Ballot questions, whether they succeed or fail, will have a major impact on Massachusetts. Follow the debate with in-depth coverage by CommonWealth Beacon.

Rep. Sam Montaño, who represents the Boston neighborhoods of Jamaica Plain and Mission Hill, is among the lawmakers supportive of bringing tipped workers to a full $15 minimum wage, but less than enthused by the efforts of the group behind the ballot measure. The lawmaker said the coalition behind the ballot measure hasn’t been communicative and didn’t tell supportive lawmakers they were going to the ballot.

“Honestly, the ballot measure is obviously more of a blunt tool,” Montaño said. “If we got to finesse this in the Legislature, we might have a better deal that works for the restaurant industry and for making sure folks are getting paid equitably. Nobody wants to go to the ballot. That’s not anyone’s preferred method of legislating.”

Restaurateurs are rallying against the ballot measure, arguing it would upend their industry. Doug Bacon, who owns multiple restaurants in Boston, also suggests One Fair Wage doesn’t really understand Massachusetts. “People coming in from academia, from California, are trying to tell Massachusetts people what’s best for them,” said Bacon.

He pointed to a second section of the proposed ballot measure that is controversial within the industry. The second section, he said, eliminates the ban on sharing tips with people who don’t interact with customers such as office workers and managers at the restaurant.

Currently, just waitstaff, service employees, and bartenders can participate in what’s known as a tip pool. “Compensation will go down (for waitstaff) because more people will be in the tipping pool,” he said.

Bacon is an executive board member of the Massachusetts Restaurant Association, which is backing the opposition and has also filed a lawsuit saying the ballot proposal illegally combines two separate policy topics: hiking the minimum wage and tip-pooling.

Overall, the ballot measure would force restaurateurs to change their business model, potentially through the addition of service charges, elimination of tipping, or price hikes, according to Bacon.

Bacon declined to say how much his campaign is willing to spend to defeat the ballot measure. “We’re prepared to work very hard to educate the public about this ill-conceived proposal,” he said. “It’s going to be expensive but we’re also planning to wage a grassroots campaign.”

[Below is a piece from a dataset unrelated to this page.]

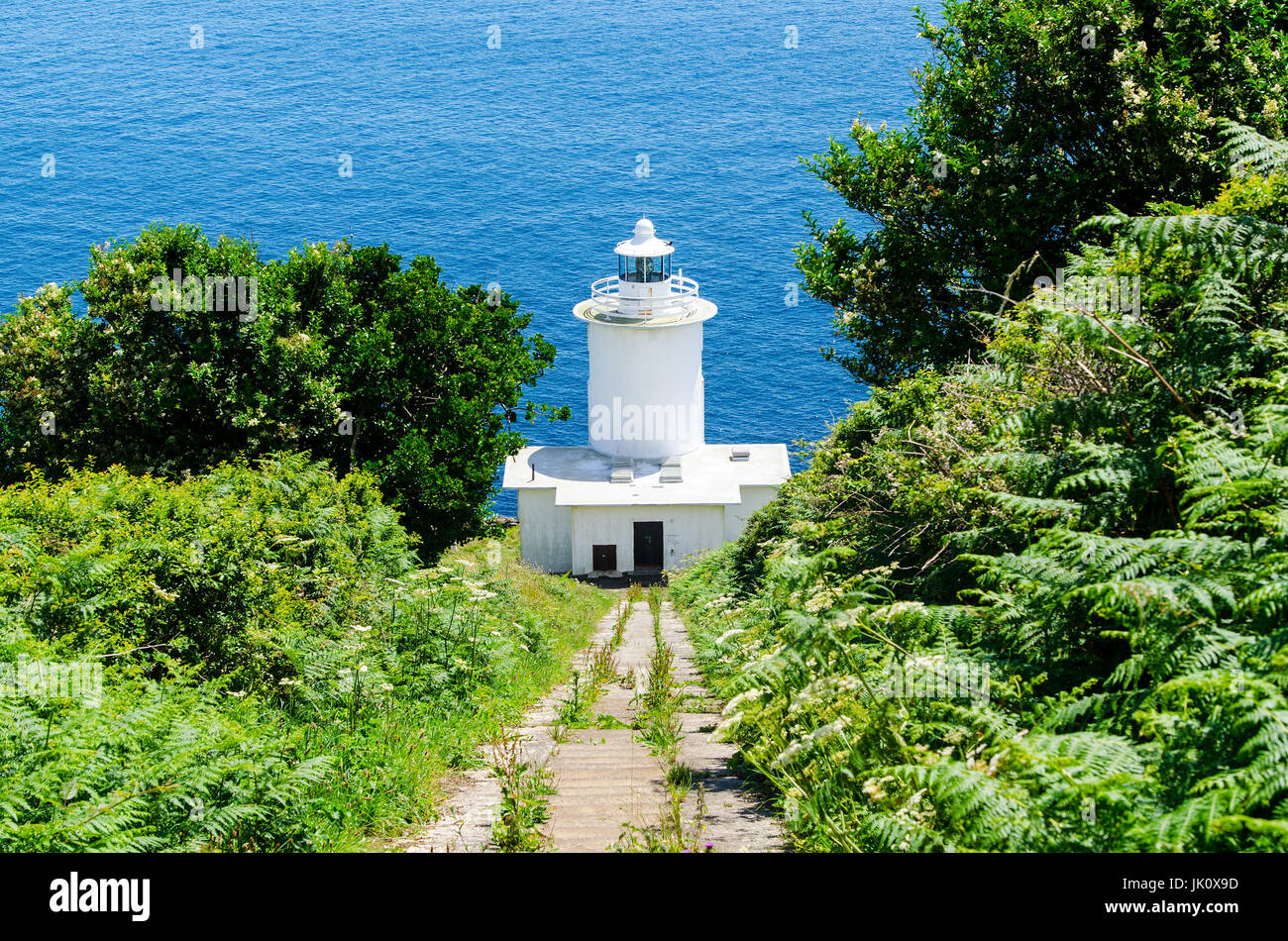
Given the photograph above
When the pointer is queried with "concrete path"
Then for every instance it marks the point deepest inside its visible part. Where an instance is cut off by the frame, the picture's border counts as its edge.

Bacon’s restaurants include The Kenmore in Kenmore Square, the Westland in Fenway, The Avenue Bar and Grill in Allston, and Harry’s Bar and Grill in Brighton, among others. While attending Boston University, Bacon worked as a waiter and bartender in Back Bay restaurants. 

Jayaraman dismissed Bacon’s concerns about the tip-pooling leading to waiters and waitresses making less. There will be a better team-building environment within the restaurant’s entire workforce, she said. 

Jayaraman said other restaurant owners are backing her ballot measure, including those behind Mamaleh’s Delicatessen in Brookline.

But on the grassroots side, a top union may end up sitting on the sidelines if the measure does land on the ballot in November.

“I think our position is, frankly, mixed,” said Carlos Aramayo, president of UNITE HERE Local 26, which represents hospitality workers in Massachusetts and Rhode Island. It has 12,000 members, some of whom work in hotel restaurants and bars. The union also has service workers at casinos, Logan International Airport, and Fenway Park.

Aramayo said the union supports the first part of the ballot measure involving a full minimum wage for tipped workers. But he said the union does not support the second part, dealing with tip-pooling and expanding the beneficiaries beyond the service workers who work in the front of the restaurant with customers.

“What I worry about is you’re going to take gratuity, good middle class income, and you’re going to dilute that among a much bigger group of people,” he said. “That does really blow up the model that we have fought hard for for many years.”